Chipotle führte steigende Personalkosten zur Begründung für die enttäuschende Entwicklung an: Insbesondere Anstiege der Krankengeldzahlungen und Ausgaben für Arztrechnungen von Mitarbeitern hätten die Gewinne belastet. Dies gibt Anlegern deshalb zu denken, weil das Unternehmen erst Ende Januar angekündigt hatte, in den USA 15000 neue Mitarbeiter einstellen zu wollen, um die steigende Nachfrage während der „Burrito-Saison“ bewältigen zu können – zwischen März und Mai wirken sich verbessertes Wetter und längere Tage üblicherweise positiv auf den Absatz der Fast-Food-Kette aus.
Dagegen lieferte die Feiertagssaison zuletzt nicht den üblichen Schwung für Chipotle. Die hohe Inflation, die Zinserhöhungen der Federal Reserve in Reaktion darauf sowie anhaltende Konjunktursorgen führten im Dezember zu einem Rückgang der Verkäufe im Einzelhandel. Dass weniger Adventsshopper unterwegs gewesen seien, habe wohl auch die Zahl der potenziellen Restaurantgäste gedrückt, unterstrich das Chipotle-Management.
Aus Investorensicht fallen die Zahlen zusätzlich ernüchternd aus, weil die Konkurrenz sich robust hält. McDonald’s übertraf mit seiner Gewinnsteigerung im Schlussquartal zuletzt die Erwartungen, und auch die am Donnerstag vorgelegten Zahlen von Yum Brands fielen besser aus als von Analysten prognostiziert. Der bereinigte Gewinn der Muttergesellschaft von Kentucky Fried Chicken, Pizza Hut und Taco Bell lag im Schlussquartal mit 1,31 Dollar pro Aktie 29% über dem Vorjahreswert, die Konsensprognose hatte auf 1,26 Dollar gelautet.

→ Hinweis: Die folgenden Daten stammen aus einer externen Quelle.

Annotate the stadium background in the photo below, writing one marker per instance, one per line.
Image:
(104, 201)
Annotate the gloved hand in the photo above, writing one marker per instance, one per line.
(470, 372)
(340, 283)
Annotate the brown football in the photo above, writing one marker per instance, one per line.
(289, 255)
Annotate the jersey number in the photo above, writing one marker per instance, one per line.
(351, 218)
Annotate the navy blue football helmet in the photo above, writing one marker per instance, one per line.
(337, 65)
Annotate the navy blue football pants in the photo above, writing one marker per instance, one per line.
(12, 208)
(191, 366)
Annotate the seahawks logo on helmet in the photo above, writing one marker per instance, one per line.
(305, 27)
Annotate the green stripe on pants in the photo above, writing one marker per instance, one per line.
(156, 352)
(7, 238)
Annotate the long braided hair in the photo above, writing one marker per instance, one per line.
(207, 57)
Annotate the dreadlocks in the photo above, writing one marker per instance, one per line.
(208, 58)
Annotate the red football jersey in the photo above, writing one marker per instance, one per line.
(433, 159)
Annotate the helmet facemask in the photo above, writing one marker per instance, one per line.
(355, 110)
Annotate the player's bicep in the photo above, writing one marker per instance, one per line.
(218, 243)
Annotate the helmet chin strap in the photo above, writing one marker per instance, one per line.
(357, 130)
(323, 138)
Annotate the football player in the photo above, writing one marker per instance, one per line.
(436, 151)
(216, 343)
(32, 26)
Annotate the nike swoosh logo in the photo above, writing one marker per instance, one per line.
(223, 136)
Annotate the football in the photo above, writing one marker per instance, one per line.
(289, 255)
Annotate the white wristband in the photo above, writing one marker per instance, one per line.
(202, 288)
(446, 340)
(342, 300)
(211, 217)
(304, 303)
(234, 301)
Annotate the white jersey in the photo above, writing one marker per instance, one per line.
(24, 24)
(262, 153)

Mit Taco Bell erwies sich dabei ausgerechnet eine Unternehmenstochter erneut als Zugpferd, die wie Chipotle auf mexikanische Gerichte spezialisiert ist. Mit ihrer Absatzsteigerung von 11% auf vergleichbarer Verkaufsfläche überraschte sie gegenüber der Konsensprognose von 6,7% klar positiv.
Taco Bell zählt zu den Restaurantketten, die sich auf einen strategischen Schwenk vorbereiten. Die Yum-Tochter prüft derzeit ein Restaurantdesign, in dem statt der üblichen zwei gleich vier Drive-in-Spuren verfügbar sind. Radikaler geht McDonald’s vor: Die nach Marktkapitalisierung wertvollste Fast-Food-Kette der Welt hat außerhalb der texanischen Großstadt Fort Worth eine Filiale eröffnet, in der keine Tische oder Sitzplätze für Kunden mehr vorhanden sind. Stattdessen erhalten Kunden, die vorbestellen, ihre Burger und Pommes frites über ein Förderband. Und auch Chipotle bietet in einem Restaurant in Ohio keine Sitzplätze mehr an, alle Bestellungen in der Filiale laufen digital.
Die Fast-Food-Unternehmen stellen sich mit diesen Schritten darauf ein, dass der zu Hochzeiten der Corona-Pandemie beschleunigte To-go-Trend anhält. Lag der Anteil der Liefer- und Drive-in-Bestellungen am Gesamtabsatz der US-Schnellrestaurants 2019 laut dem Marktforschungsunternehmen NPD Group noch bei 76,6%, sei er 2020 auf 90% in die Höhe geschnellt. Im vergangenen Jahr habe er immerhin noch bei 85% gelegen. Bei klassischen Full-Service-Restaurants zeige sich eine ähnliche Entwicklung: Mit 33,2% habe der To-go-Anteil den Vor-Pandemie-Wert von 19,3% zuletzt ebenfalls deutlich übertroffen.
Selbst die Kaffeekette Starbucks, die sich lange selbst als Entspannungsort für Kunden definierte, will über die kommenden drei Jahre 400 US-Filialen eröffnen, die nur einen Liefer- oder Abholservice anbieten. Amerikanische Fast-Food- und Franchise-Unternehmen übertragen Trends aus dem Heimatmarkt häufig mit gewisser zeitlicher Verzögerung auf ihr internationales Geschäft. Allerdings nehmen beispielsweise deutsche Kunden Drive-in-Angebote in der Regel weitaus weniger stark wahr als US-Konsumenten.
Analysten sehen indes das Risiko, dass die Restaurantketten auch im Heimatmarkt durch eine zu ungastliche Atmosphäre Kunden vergraulen, die ohnehin schon wegen inflationsbedingt gestiegener Menüpreise verärgert sind. Dies werde insbesondere dann problematisch, wenn sich der To-go-Trend so wie weitere Entwicklungen aus Pandemiezeiten doch noch als flüchtig herausstellen sollte.